In her keynote address, M. R. C. Greenwood, chancellor of the University of California, Santa Cruz, reminisced about her own postdoctoral experience and talked about how much the culture of science has changed since she was a researcher. "Career tracks have changed in the last 30 years from [people going strictly to] academe to now having the options of research settings like industry," she said. "By and large, research universities are not terribly competent to advise postdocs and grad students to go into industries that they are not familiar with," she added.
University of California (UC) system administrators have been working diligently to enact policies that will help postdocs at the nine (soon to be ten) UC campuses. Foremost is a UC-wide minimum postdoctoral salary of $29,000 and complete medical benefits, including dental and vision care, for all postdocs. They need to make sure, she said, "that these creative young minds will have the ability to work in the environment they are in."

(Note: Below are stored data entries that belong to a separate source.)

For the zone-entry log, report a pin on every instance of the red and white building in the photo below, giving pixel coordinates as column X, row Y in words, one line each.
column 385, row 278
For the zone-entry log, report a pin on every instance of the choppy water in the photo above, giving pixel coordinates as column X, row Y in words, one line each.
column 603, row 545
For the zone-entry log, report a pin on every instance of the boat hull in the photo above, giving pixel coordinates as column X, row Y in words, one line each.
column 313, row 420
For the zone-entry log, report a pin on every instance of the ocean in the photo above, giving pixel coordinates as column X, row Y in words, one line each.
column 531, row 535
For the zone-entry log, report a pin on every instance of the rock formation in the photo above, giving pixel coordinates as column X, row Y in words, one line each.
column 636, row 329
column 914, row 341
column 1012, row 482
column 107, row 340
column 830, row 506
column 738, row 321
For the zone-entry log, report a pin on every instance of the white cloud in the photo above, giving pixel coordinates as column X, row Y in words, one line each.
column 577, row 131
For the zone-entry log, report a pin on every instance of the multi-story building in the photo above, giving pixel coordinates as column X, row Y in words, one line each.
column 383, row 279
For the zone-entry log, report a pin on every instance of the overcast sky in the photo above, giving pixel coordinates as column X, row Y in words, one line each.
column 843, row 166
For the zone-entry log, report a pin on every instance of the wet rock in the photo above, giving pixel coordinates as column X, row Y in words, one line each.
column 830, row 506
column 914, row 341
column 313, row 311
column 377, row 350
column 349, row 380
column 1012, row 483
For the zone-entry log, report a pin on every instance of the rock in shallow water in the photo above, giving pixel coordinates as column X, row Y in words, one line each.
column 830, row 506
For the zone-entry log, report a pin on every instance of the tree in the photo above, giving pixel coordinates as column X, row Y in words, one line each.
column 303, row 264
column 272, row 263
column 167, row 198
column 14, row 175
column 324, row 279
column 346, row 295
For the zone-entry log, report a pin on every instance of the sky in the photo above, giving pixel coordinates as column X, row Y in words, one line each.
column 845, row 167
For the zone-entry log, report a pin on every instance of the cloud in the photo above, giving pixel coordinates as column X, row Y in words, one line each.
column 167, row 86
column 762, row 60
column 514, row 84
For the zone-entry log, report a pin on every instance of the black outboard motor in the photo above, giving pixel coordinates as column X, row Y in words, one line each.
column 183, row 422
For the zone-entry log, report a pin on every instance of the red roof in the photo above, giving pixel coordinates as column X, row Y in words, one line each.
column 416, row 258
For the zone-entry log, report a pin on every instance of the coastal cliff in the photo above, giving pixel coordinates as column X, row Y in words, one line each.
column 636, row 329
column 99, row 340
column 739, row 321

Topic of the first plenary was how to start setting policy priorities. Since the COSEPUP postdoc guide  came out over 2 years ago, a spate of surveys  conducted at institutions and professional societies across the country have helped pinpoint the current priorities for change regarding postdoctoral issues.
Overall, "90% or more of postdocs in physics feel satisfied" with the state of their careers, says Roman Czujko, director of the statistical research center at the American Institute of Physics . Physics postdocs are among the highest paid in the business, and because there are fewer physics Ph.D.s (compared with the biological sciences), these researchers also have a better chance of landing the job they desire. However, said Czujko, "the number of openings for physicists is strong, but it does not translate into automatic positions for people schooled in the U.S." Many applicants are schooled in other countries and come to the U.S as postdocs; many of these individuals then have a desire to stay in the U.S. and apply for in-country positions. Another factor is that lateral moves are common in the field, with many people hired as professors who previously held similar positions outside of the U.S. These added applicants sometimes fill spots that younger postdoctoral scholars ready to move out of their postdoc and into faculty jobs might otherwise have filled.
The session continued with Geoff Davis, leader of the Sigma Xi national postdoc survey project . Davis is working on a survey kit that can be used by academic institutions and postdoc associations to keep track of current postdoc issues. These kits will be easy to use and contain user-friendly software. The goal is to "provide good resources so that every time you do a survey you don't have to reinvent the wheel," said Davis.
The University of Wisconsin, Madison, recently conducted a survey  of its postdocs that is a worthy point of reference for other institutions. Rather than applying standard Web-based or snail-mail approaches, James Sweet, the director of the survey center at the University of Wisconsin, instead used a small-town tactic: His group called every person on the postdoc list. "Developing motivation to participate is very important for surveys of this sort," he said. By calling people at home, surveyors could easily explain the value of the questions to the participants. All in all, Sweet and his colleagues had an 81% response rate with only 34 of 461 people refusing the interview. The group's efforts produced not only vital information about the overall postdoc experience, but also valuable data regarding the various subgroups represented in the population: men versus women, international versus domestic postdocs, and biological versus physical sciences.
Surveys are a great way to find out about the problems, but once the data are collected, tabulated, and disseminated, it is time to implement solutions. This is the hurdle that many find daunting. With this in mind, PDN brought in members of the National Communication Association to guide a workshop called "Creating Constructive Conversations for Organizational Change." Workshop coordinator J. Kevin Barge, an associate professor of speech communication at the University of Georgia in Athens, pepped up the crowd with an opening address on positive mechanisms to bring about change. Audience members then splintered off into small mediation groups that prioritized questions relating to postdoc policy issues. The interactive seminar was well-received by the participants. It changed the dynamic of the group and gave people an opportunity to positively interact with other PDN meeting attendees. And, as Barge explained, creating networks is an important step in any change effort.
The first day drew to a close with an afternoon plenary session about the efforts to change the postdoctoral experience at a national level. Scientific societies such as FASEB, funders including the NIH and NSF, and various scientific institutions agree about most of the major issues that need to be updated: stipend levels, healthcare benefits, term limits, and professional development. Now comes the hard part: making the changes.